Even the most ardent of Santos supporters would have found it hard to disagree that the event was over as a contest within just twenty-four minutes – after Barca had already twice carved open the Brazilian defence, with Messi and Xavi getting on the scoresheet.
Prior to the game I strongly felt that the result was by no means a foregone conclusion. Santos were different to the previous well-drilled São Paulo and Internacional that had tasted success in the 2005 and 2006 Club World Cup’s.
Santos are equipped with players who can create and punish teams, whether it be dead-ball’s from Elano, Ganso’s intricate passing in and around the penalty area or Neymar’s combined ability to run with the ball and ice-cool finishing. The Yokohama final was the ideal opportunity for Santos to represent the fast-improving Brazilian game and make a global statement against a team that rivals, and if not betters, Pele’s Santos of the sixties.

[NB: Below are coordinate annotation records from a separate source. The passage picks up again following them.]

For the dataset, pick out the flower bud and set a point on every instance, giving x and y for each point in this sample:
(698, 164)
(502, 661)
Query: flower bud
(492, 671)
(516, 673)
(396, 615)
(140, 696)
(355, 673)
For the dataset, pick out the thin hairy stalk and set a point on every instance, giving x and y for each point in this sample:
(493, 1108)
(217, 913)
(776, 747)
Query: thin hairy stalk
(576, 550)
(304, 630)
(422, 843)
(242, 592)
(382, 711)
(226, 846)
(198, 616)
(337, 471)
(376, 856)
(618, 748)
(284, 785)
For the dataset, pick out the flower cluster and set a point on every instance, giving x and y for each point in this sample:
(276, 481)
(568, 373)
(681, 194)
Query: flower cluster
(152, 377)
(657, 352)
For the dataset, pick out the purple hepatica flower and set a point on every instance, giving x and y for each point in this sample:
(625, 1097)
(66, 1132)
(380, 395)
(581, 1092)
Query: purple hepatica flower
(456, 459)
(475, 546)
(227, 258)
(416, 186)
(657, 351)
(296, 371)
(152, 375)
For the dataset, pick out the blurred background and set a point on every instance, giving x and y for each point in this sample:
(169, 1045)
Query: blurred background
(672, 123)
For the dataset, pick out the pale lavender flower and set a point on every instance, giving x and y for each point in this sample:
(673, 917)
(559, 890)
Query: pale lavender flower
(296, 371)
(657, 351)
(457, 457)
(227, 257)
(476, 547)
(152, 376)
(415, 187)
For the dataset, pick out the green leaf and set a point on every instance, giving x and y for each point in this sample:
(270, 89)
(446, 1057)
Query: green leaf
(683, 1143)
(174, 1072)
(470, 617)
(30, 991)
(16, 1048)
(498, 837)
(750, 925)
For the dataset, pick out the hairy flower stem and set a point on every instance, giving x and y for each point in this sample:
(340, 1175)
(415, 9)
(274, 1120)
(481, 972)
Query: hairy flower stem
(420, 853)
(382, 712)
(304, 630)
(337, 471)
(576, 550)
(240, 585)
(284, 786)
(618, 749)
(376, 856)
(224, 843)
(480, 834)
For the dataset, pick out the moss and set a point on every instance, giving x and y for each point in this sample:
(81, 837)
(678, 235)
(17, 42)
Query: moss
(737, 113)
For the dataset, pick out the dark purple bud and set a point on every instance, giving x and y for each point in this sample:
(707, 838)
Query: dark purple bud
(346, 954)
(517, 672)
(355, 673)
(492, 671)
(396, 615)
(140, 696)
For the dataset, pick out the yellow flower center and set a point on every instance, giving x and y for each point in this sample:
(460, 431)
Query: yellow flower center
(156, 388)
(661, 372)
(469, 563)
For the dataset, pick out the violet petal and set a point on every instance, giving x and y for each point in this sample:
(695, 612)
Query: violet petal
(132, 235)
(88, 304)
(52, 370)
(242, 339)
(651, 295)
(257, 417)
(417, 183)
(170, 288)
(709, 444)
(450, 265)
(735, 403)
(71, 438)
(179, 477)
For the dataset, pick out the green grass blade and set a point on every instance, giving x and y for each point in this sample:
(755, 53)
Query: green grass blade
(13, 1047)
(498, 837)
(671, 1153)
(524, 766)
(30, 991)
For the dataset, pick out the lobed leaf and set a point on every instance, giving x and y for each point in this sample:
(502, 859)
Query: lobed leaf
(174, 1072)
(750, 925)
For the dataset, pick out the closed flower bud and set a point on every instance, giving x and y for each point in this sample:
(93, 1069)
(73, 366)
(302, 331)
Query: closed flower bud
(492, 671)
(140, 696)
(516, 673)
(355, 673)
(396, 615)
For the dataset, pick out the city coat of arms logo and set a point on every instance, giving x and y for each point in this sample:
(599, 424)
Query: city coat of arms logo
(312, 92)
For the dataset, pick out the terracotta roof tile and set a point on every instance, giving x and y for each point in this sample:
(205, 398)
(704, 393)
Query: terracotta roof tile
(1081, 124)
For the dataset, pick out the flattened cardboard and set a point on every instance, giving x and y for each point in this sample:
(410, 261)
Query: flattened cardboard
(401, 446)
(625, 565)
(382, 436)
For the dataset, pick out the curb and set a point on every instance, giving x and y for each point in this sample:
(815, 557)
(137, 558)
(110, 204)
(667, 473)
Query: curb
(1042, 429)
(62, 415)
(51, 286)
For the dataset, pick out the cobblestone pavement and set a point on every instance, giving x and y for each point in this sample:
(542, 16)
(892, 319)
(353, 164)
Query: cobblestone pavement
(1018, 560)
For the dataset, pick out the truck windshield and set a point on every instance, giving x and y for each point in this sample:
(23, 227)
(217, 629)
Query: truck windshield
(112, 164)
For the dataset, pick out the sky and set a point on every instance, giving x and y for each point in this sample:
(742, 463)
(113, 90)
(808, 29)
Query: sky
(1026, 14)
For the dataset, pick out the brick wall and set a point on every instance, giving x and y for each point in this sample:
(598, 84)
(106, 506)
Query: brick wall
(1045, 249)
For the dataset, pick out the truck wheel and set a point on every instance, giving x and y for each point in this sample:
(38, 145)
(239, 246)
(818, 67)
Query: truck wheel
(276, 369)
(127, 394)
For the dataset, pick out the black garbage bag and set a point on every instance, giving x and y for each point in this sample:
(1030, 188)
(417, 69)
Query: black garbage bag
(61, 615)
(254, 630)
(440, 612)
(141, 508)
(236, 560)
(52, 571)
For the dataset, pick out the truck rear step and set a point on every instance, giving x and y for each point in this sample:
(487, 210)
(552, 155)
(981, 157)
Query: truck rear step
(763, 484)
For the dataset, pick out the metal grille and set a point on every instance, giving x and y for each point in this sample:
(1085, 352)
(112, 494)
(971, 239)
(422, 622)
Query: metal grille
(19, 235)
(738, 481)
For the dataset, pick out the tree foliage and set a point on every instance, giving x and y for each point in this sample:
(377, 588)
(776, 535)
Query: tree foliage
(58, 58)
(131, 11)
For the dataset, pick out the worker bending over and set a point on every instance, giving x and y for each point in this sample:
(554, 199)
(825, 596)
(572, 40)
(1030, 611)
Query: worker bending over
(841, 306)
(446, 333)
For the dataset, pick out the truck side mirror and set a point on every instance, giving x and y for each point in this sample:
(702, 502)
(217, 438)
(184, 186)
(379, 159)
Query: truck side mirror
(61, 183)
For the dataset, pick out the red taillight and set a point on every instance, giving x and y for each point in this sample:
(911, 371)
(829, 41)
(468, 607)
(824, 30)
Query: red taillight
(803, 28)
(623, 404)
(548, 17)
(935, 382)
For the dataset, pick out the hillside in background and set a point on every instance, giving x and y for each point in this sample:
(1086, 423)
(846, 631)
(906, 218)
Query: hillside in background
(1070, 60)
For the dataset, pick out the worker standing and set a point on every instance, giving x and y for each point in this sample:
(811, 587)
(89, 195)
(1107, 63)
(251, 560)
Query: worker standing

Cesc Fabregas ‘ third for the Barca on the stroke of half-time would have been uncomfortable for Santos fans as the scoreline threatened to destroy the confidence of their team but O Peixe (The Fish) can return to Brazil with their respect and integrity intact, despite Messi side-footing the Catalans a fourth in the final ten minutes to conclude a one-sided 4-0 victory.
On each of the four goals, Santos had simply been unable to cope with the fluidity, movement and philosophy of the Barca machine, which so expertly guided by its chief-operator, Pep Guardiola had been able to choke the life out of any Santos attempt of a counter.
Santos’ Muricy Ramalho, a seasoned coach with a respectable record in his homeland, was equally in awe.
“Barcelona play in a virtual 3-7-0. In Brazil it would be absurd – the police would be called and the coach would be held!,” he quipped.
“We have the custom in Brazil that the number of forwards is an indication of how attacking a team is, but Barcelona prove that you can play well without a striker to score.”
“[This result] has no impact, Barcelona are the best in the world. We have shown our worth, making three finals in a championship season. Barcelona have faced all kinds of teams and no has shown the power to overcome them.”
Santos immediately return back to Brazil where they begin their state championship campaign in less than a month for the start of their centenary season.
Some Santisa’s (Santos fans) still believe their team are the best in the world – it’s just that Barcelona are from another planet.